YouTube Reverses Policy and Allows Content Denying 2020 Election Validity - What You Need to Know

  • by:
  • Source: Wayne Dupree
  • 06/03/2023
On Friday, YouTube announced that they will be changing their policy in regards to videos that spread false information about election fraud, including the 2020 presidential election. The shift in policy is generating discussion from people all over the world, who are eagerly anticipating how this move will impact the fight against misinformation and propaganda online.

The platform announced in a blog post that it will cease censoring anything that spreads untrue allegations of "widespread fraud, errors, or glitches" in the 2020 election and other elections as of right away. 

Following false assertions by former President Trump and his associates claiming voter fraud predominated the 2020 presidential contest, YouTube first applied its policy to delete content propagating election denial in December 2020. 

"Two years, tens of thousands of video removals, and one election cycle later, we recognized it was time to reevaluate the effects of this policy in today's changed landscape," the post reads. In the present climate, we discover that although eliminating this content helps reduce some disinformation, it might also have the unexpected consequence of limiting political discourse without significantly lowering the danger of violence or other real-world harm. 

First to report on the policy change was Axios. 

When looking for news and information relating to elections, YouTube stated that viewers would still see content from "authoritative sources" in search and their recommendations.
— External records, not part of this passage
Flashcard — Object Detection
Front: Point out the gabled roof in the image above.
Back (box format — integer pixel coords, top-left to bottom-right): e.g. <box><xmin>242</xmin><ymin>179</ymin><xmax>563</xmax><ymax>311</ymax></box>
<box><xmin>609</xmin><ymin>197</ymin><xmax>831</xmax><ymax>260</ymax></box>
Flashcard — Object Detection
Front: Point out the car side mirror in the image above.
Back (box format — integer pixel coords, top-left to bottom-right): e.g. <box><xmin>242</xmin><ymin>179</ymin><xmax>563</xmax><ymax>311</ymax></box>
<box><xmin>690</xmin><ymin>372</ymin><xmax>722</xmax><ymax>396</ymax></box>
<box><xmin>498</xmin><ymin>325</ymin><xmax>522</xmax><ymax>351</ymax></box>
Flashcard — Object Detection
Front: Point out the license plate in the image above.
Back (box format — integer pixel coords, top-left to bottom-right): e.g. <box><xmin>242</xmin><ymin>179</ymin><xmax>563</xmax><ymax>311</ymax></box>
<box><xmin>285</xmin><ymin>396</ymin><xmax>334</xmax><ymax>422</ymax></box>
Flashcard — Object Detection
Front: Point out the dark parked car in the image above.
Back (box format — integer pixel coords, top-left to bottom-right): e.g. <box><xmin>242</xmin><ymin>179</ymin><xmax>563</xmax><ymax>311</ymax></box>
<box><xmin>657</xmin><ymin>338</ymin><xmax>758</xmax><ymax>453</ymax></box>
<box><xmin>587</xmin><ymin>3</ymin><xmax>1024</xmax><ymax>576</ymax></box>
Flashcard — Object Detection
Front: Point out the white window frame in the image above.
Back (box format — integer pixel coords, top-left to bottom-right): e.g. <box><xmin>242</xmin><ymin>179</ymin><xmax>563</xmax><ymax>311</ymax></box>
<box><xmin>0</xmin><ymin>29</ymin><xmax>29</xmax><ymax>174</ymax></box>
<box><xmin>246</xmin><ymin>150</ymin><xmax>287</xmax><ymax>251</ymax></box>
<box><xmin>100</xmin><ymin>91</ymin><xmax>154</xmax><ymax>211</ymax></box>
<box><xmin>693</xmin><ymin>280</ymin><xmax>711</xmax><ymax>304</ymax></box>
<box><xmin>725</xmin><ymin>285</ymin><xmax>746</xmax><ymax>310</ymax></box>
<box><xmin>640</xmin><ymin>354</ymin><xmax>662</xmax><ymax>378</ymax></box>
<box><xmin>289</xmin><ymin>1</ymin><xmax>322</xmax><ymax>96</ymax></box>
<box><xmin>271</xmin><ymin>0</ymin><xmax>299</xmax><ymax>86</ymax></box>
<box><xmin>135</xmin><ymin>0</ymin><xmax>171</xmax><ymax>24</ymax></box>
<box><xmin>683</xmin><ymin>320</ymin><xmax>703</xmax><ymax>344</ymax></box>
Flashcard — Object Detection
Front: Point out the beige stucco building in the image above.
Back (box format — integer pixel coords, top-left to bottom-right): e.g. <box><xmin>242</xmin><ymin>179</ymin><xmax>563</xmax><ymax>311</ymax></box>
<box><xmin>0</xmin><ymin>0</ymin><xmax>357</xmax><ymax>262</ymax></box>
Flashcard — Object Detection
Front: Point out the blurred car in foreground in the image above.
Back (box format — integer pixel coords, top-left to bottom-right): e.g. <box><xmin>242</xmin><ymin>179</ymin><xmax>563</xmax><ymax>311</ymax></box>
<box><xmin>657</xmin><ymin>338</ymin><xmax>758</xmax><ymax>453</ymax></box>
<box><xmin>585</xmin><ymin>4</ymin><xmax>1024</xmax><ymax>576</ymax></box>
The business stated that throughout the 2020 cycle, videos from these sources had the most views and recommendations on the site. 

The post also stated that YouTube's anti-misinformation policies regarding elections would remain in effect, outlawing any material that encourages others to obstruct the democratic process or makes false claims that could "materially discourage" voters from casting a ballot. 

False accusations that might prevent people from voting include contesting the legitimacy of voting by mail.

The decision to reverse course comes as a number of well-known online media outlets changed their election-related rules, including the restoration of Donald Trump's accounts on Facebook, Instagram, and Twitter.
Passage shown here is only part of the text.